Published 15 November 2025 Volume 2025:18 Pages 3051—3059
DOI https://doi.org/10.2147/CCID.S512037
Checked for plagiarism Yes
Review by Single anonymous peer review
Peer reviewer comments 2
Editor who approved publication: Dr Michela Starace
Jiumei He,* Longyan Yao,* Na Lan, Li Zhu, Yongmei Lv
Department of Dermatology and Venereology, The Second Affiliated Hospital of Anhui Medical University, Anhui Medical University, Hefei, Anhui, People’s Republic of China
*These authors contributed equally to this work
Correspondence: Yongmei Lv, Department of Dermatology and Venereology, The Second Affiliated Hospital of Anhui Medical University, No. 678 Furong Road, Hefei Economic and Technological Development Zone, Hefei, Anhui, 230601, People’s Republic of China, Email [email protected]

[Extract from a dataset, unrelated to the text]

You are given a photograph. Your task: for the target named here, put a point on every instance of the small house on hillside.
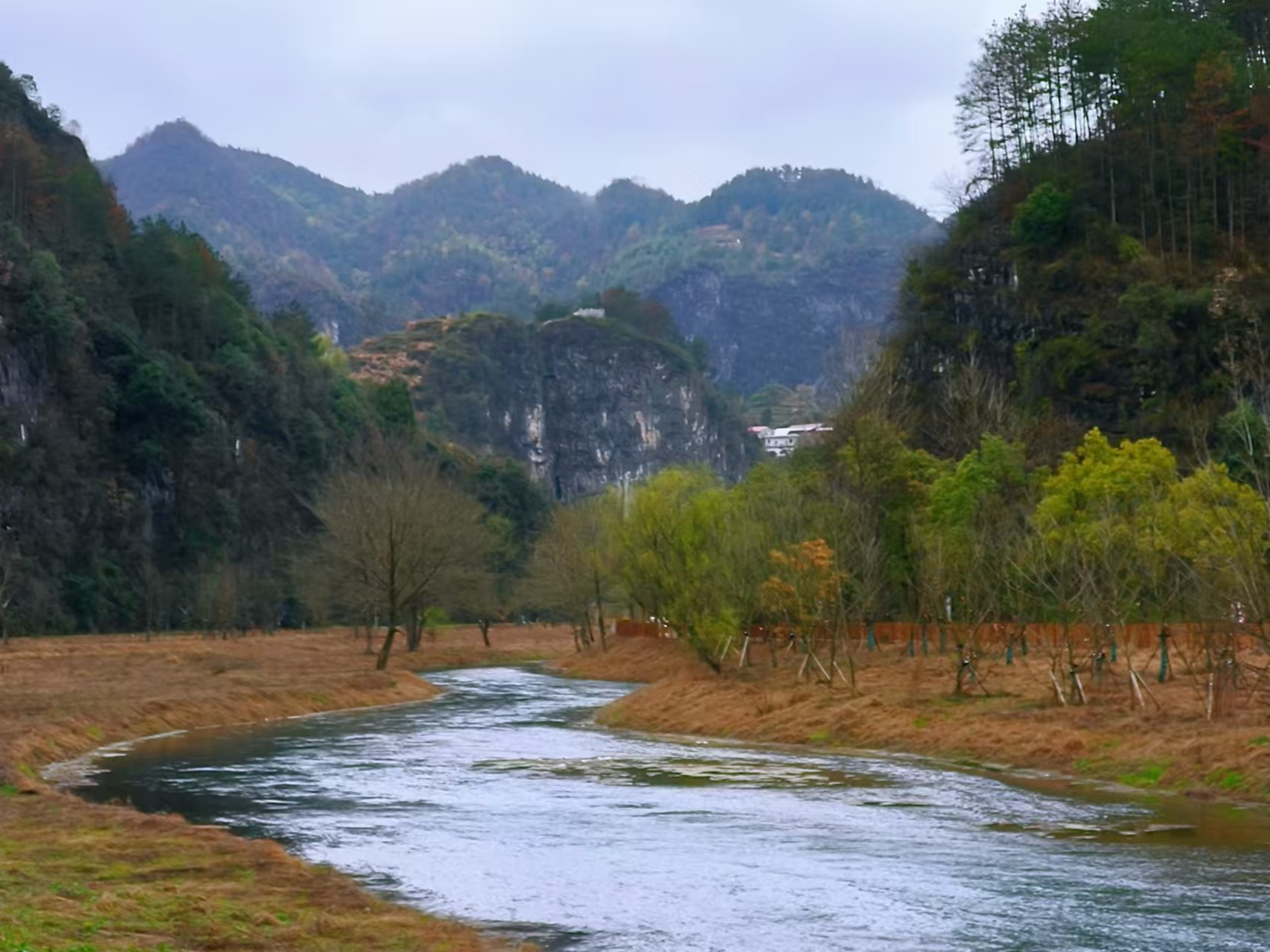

Background: Alopecia areata (AA) is an autoimmune-mediated, non-scarring hair loss disorder. With the advancement of alopecia treatment research, the efficacy of Janus kinase (JAK) inhibitors in the clinical management of AA has been increasingly evaluated.
Objective: This study reports the efficacy and safety of tofacitinib in the treatment of severe AA and presents a literature review on tofacitinib in AA.
Methods: Collect patient information on severe AA treated at a tertiary hospital from April 2023 to May 2024, and analyze their clinical treatment outcomes.
Results: All five collected patients met the criteria for refractory alopecia areata. Three of these patients achieved favorable therapeutic outcomes with mild adverse reactions, consistent with current research findings.
Conclusion: This study supports the efficacy and safety of tofacitinib in AA treatment, providing further clinical evidence for its application.
Keywords: alopecia areata, JAK-STAT pathway, tofacitinib, JAK inhibitor
Introduction
Alopecia areata (AA) is an autoimmune hair loss disorder classified as one of the three major non-scarring forms of hair loss. Clinically, AA is characterized by the sudden onset of well-defined, round or ovoid patches of alopecia while the surrounding skin remains normal. The condition can occur at any age, but is more common in young and middle-aged individuals, with no significant gender differences observed. According to the Severity of Alopecia Tool (SALT), the condition can be classified into five grades: none (0%), mild (1%-20%), moderate (21%-49%), severe (50%-94%), and very severe (95%-100%).1
The pathogenesis of AA is complex and is generally considered to involve an interplay of genetic, immune and environmental factors, with dysfunctional immunity as the central driver. Hair follicle, functioning as immune-privileged (IP) unit, maintains homeostasis regulated by major histocompatibility complex (MHC) class I and II molecules.2 Nonspecific stimuli (eg, infection, stress) trigger substantial release of interferon-γ (IFN-γ) around hair follicles, activating the Janus kinase 1/2 (JAK1/JAK2) signaling pathway. This leads to overexpression of MHC I/II molecules and interleukin-15 (IL-15) in the follicular epithelium, recruiting CD8+ T cells. These cells activate intracellular JAK1/JAK3 signaling via IL-15 binding, upregulating the NKG2D receptor and amplifying IFN-γ release, thereby creating a vicious cycle of inflammatory factor accumulation that disrupts follicular immune homeostasis.1,3 In addition, factors such as genetic susceptibility,4–6 psychoemotional stress,7 endocrine dysfunction, oxidative stress,8 micronutrient deficiencies,9 and poor lifestyle habits10 have also been correlated with the development of AA.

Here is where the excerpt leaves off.